Young Joon Kwak works through plaster, resin, and metal to arrive at a new art historical lineage informed by agency and resistance. Hers is a family chosen and a history claimed as a radical tactic. It is a lineage that begins with classical antiquity, specifically herma statues—square columns bearing only heads and genitals as figurative markers and hermaphroditus, a divine being of both sexes, often with the head, breasts, and body of a female and male genitals. This line continues into the expanded sculptural field, collapsing statuary traditions into Minimalism and contemporary queer formalism.
The multitude of strategies resist easy definition, insisting that it is as possible and valid to “pass” in art history as it is to embrace overt markers of queerness. With gestures as subtle as a shade of off-white to an “excess of the real” that bursts at the seams to reveal the fallacies of gender, Kwak dances in and around queer minimalism and maximalism. Melancholy coexists with utopia—we have here a cycle of death and rebirth in which the fear of failing to meet expectations of an identity is replaced with a position of active defiance. Carving out new forms and new ways of being, Kwak invites the viewer to a dance floor of radical bodies.
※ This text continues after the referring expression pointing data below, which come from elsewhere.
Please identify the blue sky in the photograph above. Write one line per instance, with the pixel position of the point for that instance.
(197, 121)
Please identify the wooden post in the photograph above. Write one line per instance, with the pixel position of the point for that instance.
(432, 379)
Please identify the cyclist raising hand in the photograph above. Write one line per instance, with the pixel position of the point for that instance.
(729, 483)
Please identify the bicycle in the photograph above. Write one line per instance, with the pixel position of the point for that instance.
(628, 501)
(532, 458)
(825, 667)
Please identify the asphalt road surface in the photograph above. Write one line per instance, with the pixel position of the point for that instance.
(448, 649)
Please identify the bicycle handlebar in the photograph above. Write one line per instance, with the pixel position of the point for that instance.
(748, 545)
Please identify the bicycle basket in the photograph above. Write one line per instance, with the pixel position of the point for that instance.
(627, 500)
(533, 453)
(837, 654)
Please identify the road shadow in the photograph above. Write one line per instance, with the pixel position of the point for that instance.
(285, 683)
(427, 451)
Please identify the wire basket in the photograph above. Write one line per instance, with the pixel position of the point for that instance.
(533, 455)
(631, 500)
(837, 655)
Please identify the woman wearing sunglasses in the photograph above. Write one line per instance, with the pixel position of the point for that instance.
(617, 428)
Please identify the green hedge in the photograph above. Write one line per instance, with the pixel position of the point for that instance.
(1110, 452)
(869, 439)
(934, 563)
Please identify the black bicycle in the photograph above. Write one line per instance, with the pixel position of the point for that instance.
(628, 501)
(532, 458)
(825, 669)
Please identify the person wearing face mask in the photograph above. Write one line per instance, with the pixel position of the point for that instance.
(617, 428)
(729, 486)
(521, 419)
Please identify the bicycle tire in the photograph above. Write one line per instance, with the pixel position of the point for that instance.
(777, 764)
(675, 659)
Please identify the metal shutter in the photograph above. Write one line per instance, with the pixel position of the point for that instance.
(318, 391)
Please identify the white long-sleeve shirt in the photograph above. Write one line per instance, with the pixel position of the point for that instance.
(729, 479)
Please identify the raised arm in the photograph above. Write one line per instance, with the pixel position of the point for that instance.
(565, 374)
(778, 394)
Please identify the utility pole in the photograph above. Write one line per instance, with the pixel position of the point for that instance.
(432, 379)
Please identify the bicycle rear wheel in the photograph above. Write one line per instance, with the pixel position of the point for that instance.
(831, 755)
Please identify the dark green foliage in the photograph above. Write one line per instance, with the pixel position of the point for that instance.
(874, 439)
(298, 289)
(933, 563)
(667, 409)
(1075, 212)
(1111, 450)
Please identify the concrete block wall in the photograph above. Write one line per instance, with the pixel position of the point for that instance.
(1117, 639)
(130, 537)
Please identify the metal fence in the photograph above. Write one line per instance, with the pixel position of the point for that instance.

Kwak’s herma statues demand an engagement with the viewer; one must circle, slow down, look closer, longer, and deeper. Quick glances won’t suffice; they won’t reveal secrets or stories that easily. One side will reveal a protrusion and another a crevice; which should be taken as an identifying feature? The answer is neither and both; the question is ultimately irrelevant.
An exploded disco ball rotates at 1.5 rotations per minute, the beat of a slow jam. This melancholic rhythm allows for momentary flashes of light, illuminating fragments of bodies and objects. Defying instantaneous categorization of form becomes an act as radical as the defiance of gender. These objects hover at some intersection of sculpture, statue, functional, or fetish object. They move through states, transitioning; a trick of the light will elevate one to an archived relic, while another becomes the detritus of some unknown, unspeakable event.
This resistance against easy identification is evident in Kwak’s move away from the performative and collaborative work for which she is best known. Kwak, the object-maker steps in and out of the light, off and on the dance floor—slipping back into her role as collaborator in the creation of “a grotto of the celebration of the rebirth of the free-form creatures,” realized with Corazon del Sol. Within this room installation, we find a video made with Kim Ye, a photograph with Christopher Richmond, and sound work by Marvin Astorga. Sculpture, performance, and collaboration share the requirement of presence and of the other. A relationship is demanded, the agreement to look and be looked at.
If perception is fragmentary, so are we. Wounded, in pieces, in-between, in progress, we are at least graced with glimpses of autonomy, of potential and of becoming. To die and be reborn on the dance floor, again and again.